SEIHAI: A Sample-efficient Hierarchical AI for the MineRL Competition
Mao, Hangyu, Wang, Chao, Hao, Xiaotian, Mao, Yihuan, Lu, Yiming, Wu, Chengjie, Hao, Jianye, Li, Dong, Tang, Pingzhong
The MineRL competition is designed for the development of reinforcement learning and imitation learning algorithms that can efficiently leverage human demonstrations to drastically reduce the number of environment interactions needed to solve the complex ObtainDiamond task with sparse rewards.

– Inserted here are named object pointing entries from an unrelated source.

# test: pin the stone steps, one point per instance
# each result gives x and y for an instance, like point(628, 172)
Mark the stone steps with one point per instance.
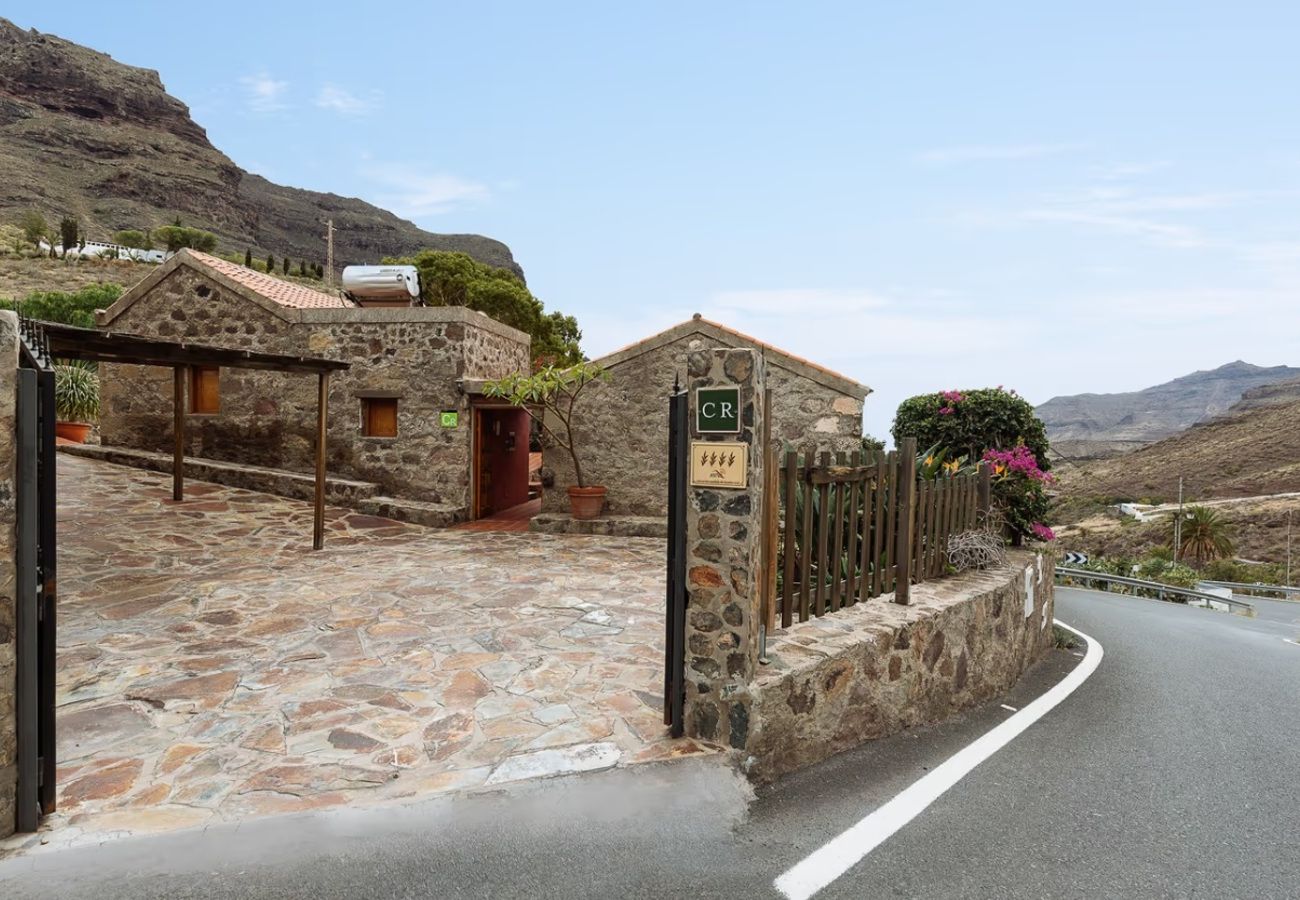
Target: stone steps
point(434, 515)
point(620, 526)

To address the challenge, in this paper, we present SEIHAI, a Sample-efficient Hierarchical AI, that fully takes advantage of the human demonstrations and the task structure. Specifically, we split the task into several sequentially dependent subtasks, and train a suitable agent for each subtask using reinforcement learning and imitation learning. We further design a scheduler to select different agents for different subtasks automatically. SEIHAI takes the first place in the preliminary and final of the NeurIPS-2020 MineRL competition.
Towards robust and domain agnostic reinforcement learning competitions
Guss, William Hebgen, Milani, Stephanie, Topin, Nicholay, Houghton, Brandon, Mohanty, Sharada, Melnik, Andrew, Harter, Augustin, Buschmaas, Benoit, Jaster, Bjarne, Berganski, Christoph, Heitkamp, Dennis, Henning, Marko, Ritter, Helge, Wu, Chengjie, Hao, Xiaotian, Lu, Yiming, Mao, Hangyu, Mao, Yihuan, Wang, Chao, Opanowicz, Michal, Kanervisto, Anssi, Schraner, Yanick, Scheller, Christian, Zhou, Xiren, Liu, Lu, Nishio, Daichi, Tsuneda, Toi, Ramanauskas, Karolis, Juceviciute, Gabija
Reinforcement learning competitions have formed the basis for standard research benchmarks, galvanized advances in the state-of-the-art, and shaped the direction of the field. Despite this, a majority of challenges suffer from the same fundamental problems: participant solutions to the posed challenge are usually domain-specific, biased to maximally exploit compute resources, and not guaranteed to be reproducible. In this paper, we present a new framework of competition design that promotes the development of algorithms that overcome these barriers. We propose four central mechanisms for achieving this end: submission retraining, domain randomization, desemantization through domain obfuscation, and the limitation of competition compute and environment-sample budget. To demonstrate the efficacy of this design, we proposed, organized, and ran the MineRL 2020 Competition on Sample-Efficient Reinforcement Learning. In this work, we describe the organizational outcomes of the competition and show that the resulting participant submissions are reproducible, non-specific to the competition environment, and sample/resource efficient, despite the difficult competition task.